The tech giant is facing weekly fines until it allows Dutch software application makers to use non-Apple payment methods on dating apps.
The Dutch antitrust watchdog handed Apple a €5 million fine on Monday, the fourth such fine it's been issued for failing to allow software application makers in the Netherlands to use non-Apple payment methods for dating apps on the App Store.
The Authority for Consumers and Markets (ACM) has been levying weekly fines of €5 million on Apple since the company missed a January 15 deadline to make changes ordered by the watchdog.
Apple's app-store payment policies, in particular its requirement that app developers exclusively use Apple's payment system with commissions of up to 30 per cent, have come under scrutiny by antitrust officials and lawmakers in several countries, most recently the United States.
Apple asserts in posts on its websites that it has complied with the ACM's December order, which found it was abusing a dominant market position and had to change.

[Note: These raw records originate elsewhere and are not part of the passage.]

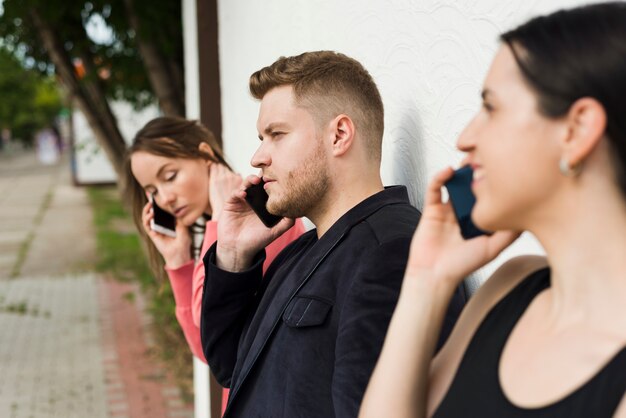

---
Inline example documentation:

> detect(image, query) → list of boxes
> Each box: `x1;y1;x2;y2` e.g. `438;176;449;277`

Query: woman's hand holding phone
405;167;519;294
216;175;294;271
141;201;191;268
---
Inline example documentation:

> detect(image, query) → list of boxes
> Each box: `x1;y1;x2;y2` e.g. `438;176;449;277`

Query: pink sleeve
191;221;217;328
165;260;206;363
191;218;304;328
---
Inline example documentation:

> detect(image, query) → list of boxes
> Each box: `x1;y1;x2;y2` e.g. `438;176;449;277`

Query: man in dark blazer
201;51;463;418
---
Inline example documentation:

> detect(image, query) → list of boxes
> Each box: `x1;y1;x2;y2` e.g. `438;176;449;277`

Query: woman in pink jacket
125;117;304;414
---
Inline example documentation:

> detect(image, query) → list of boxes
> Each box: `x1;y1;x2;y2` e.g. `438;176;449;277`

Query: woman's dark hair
123;116;230;279
501;2;626;196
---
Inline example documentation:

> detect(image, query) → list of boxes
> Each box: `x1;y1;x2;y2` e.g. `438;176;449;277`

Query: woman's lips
174;206;187;218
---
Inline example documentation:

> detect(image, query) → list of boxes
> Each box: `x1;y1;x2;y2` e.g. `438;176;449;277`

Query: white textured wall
218;0;604;279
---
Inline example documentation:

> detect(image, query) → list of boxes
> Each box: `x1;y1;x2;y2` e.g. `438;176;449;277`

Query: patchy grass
87;187;193;401
9;191;53;278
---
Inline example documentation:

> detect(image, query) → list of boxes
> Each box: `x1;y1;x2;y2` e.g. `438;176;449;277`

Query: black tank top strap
458;268;550;369
433;268;626;418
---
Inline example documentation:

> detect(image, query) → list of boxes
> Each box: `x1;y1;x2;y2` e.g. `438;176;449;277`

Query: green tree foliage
0;48;62;141
0;0;184;173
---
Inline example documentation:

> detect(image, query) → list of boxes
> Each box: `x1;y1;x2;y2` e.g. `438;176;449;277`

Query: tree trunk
30;7;126;177
124;0;185;116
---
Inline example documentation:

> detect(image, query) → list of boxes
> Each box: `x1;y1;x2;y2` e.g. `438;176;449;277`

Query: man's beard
267;141;330;218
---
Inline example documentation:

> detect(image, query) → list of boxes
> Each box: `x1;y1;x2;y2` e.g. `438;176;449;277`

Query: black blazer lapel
224;186;408;416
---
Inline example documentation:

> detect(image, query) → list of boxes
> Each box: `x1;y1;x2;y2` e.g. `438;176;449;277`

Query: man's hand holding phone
216;171;294;272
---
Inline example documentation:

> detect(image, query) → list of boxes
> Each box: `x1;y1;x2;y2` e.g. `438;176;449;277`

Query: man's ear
198;142;217;164
563;97;606;167
331;114;355;157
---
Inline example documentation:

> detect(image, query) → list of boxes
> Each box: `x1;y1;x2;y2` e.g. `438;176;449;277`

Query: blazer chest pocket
283;296;333;328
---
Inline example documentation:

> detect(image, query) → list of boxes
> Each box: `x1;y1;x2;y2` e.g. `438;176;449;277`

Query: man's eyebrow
480;89;493;100
259;122;287;141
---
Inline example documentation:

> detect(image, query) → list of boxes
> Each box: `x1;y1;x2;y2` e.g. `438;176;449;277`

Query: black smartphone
246;181;283;228
150;195;176;238
445;165;491;239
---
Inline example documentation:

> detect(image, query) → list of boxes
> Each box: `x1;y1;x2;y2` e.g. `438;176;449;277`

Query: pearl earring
559;157;582;177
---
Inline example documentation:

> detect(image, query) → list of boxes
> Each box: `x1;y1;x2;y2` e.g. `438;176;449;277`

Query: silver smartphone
150;195;176;238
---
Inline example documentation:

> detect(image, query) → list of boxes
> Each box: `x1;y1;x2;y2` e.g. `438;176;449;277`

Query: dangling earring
559;157;582;177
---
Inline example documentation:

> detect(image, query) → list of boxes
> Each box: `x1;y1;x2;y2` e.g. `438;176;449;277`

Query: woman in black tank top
360;1;626;418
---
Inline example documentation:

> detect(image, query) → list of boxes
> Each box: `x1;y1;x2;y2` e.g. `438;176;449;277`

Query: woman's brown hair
122;116;230;280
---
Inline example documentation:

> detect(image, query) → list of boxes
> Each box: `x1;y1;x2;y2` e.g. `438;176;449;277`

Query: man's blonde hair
250;51;384;161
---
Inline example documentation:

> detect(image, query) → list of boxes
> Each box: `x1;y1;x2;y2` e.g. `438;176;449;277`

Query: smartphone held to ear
445;166;491;239
246;181;283;228
150;195;176;238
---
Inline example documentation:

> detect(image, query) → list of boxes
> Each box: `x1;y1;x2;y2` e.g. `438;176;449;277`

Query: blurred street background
0;146;193;418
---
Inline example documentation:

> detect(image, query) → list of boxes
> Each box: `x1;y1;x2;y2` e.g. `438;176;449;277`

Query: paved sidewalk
0;153;193;418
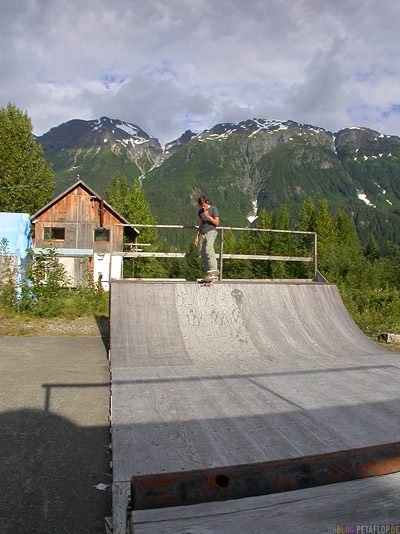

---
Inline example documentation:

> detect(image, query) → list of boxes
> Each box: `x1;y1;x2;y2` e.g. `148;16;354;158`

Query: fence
113;224;319;281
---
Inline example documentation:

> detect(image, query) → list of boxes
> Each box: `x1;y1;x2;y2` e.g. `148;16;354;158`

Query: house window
43;226;65;241
93;228;110;241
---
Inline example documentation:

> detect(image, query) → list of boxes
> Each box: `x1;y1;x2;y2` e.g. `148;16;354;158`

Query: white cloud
0;0;400;142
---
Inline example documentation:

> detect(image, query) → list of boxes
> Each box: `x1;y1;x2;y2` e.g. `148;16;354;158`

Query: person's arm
194;219;203;247
203;210;219;226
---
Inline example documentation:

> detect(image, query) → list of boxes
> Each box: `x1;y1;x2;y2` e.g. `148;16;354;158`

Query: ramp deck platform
110;280;400;534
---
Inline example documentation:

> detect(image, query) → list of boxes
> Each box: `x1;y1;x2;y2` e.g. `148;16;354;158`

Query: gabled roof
31;180;140;235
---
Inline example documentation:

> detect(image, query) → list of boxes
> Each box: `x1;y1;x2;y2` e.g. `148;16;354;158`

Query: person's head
198;195;210;208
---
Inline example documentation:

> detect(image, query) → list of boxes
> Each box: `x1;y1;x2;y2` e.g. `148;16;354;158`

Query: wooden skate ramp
110;280;400;532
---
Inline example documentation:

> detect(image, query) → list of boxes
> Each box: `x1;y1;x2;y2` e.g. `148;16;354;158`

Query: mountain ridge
37;117;400;251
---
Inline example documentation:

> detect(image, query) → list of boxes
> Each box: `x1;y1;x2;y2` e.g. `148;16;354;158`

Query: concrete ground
0;337;112;534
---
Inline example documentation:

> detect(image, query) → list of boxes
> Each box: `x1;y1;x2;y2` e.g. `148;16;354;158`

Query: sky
0;0;400;144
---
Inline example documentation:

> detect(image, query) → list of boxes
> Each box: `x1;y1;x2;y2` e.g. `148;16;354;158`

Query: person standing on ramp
194;196;219;282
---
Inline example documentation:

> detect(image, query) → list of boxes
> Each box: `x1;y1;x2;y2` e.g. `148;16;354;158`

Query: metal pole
314;233;318;282
219;228;224;281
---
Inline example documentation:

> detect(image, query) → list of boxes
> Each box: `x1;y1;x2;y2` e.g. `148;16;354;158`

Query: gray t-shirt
199;206;219;234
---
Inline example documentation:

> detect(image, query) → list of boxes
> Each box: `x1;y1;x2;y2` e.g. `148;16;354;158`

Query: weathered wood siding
35;186;124;254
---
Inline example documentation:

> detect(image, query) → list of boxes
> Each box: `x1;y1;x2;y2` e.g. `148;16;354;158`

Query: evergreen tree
0;104;54;214
106;174;160;278
271;205;295;278
333;209;360;252
299;197;317;232
316;200;334;245
106;174;157;244
364;233;379;263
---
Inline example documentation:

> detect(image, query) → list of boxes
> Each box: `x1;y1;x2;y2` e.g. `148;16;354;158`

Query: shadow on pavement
0;409;111;534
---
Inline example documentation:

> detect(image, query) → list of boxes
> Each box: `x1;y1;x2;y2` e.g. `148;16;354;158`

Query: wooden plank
132;473;400;534
111;280;400;532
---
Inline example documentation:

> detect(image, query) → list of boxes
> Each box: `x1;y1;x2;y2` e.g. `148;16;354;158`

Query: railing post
219;228;224;281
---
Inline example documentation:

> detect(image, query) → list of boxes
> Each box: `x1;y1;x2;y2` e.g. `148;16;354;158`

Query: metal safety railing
113;223;318;281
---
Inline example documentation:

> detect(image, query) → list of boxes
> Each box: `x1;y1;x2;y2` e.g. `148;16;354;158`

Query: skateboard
199;278;216;287
199;275;218;286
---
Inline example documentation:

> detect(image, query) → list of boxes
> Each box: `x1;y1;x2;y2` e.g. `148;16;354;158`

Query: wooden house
31;180;139;290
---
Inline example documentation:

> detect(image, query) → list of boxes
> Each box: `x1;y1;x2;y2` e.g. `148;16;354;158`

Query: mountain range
37;117;400;251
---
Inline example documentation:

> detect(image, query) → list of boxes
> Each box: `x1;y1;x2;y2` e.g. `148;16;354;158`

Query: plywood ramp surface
132;473;400;534
110;280;400;531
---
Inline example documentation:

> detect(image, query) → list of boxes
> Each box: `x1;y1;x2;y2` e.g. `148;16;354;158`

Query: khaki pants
200;230;218;272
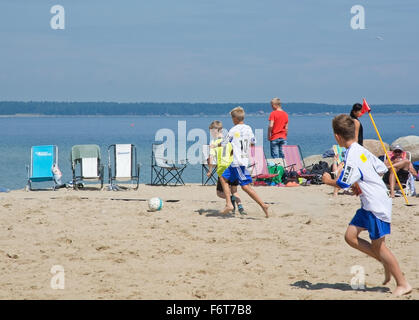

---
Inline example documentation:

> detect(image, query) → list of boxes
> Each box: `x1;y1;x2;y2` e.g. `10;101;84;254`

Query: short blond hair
209;120;223;131
230;106;244;121
271;98;281;107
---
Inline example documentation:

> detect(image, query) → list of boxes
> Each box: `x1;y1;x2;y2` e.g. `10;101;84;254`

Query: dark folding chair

But the Dutch watchdog repeated on Monday that Apple had not complied, and was putting "unnecessary and unreasonable" conditions on dating app developers.
The ACM singled out a requirement that developers who want to use non-Apple payment methods must submit a new app to the App Store to do so, and then convince their customers to switch.
Apple, which says non-Apple payment methods pose a security risk, did not respond to Reuters' requests for comment.
The Coalition for App Fairness (CAF), which represents developers including Tinder owner Match Group, said Apple's strategy is to delay reforming its app store as long as possible, and to figure out the minimal amount of reform antitrust officials will accept.
"Every year of delay is another $25 billion [€22 billion] in revenue" for Apple, said CAF representative Damien Geradin.
"Wouldn't you spend a couple of million on lawyers if you can go on for another couple of years?"
On January 15, Apple said it had complied with the Dutch regulator's decision, but the regulator responded that the company had not made changes and had only said it would.
In a February 3 statement, Apple had described how developers could implement alternative payment methods, but the ACM said the company had not given it enough information to assess what had changed.
Apple says it still intends to charge a 27 per cent commission on any in-app payments it does not process, only slightly below the 30 per cent it charges on those it does process.
An ACM spokesperson declined to comment on whether that is acceptable.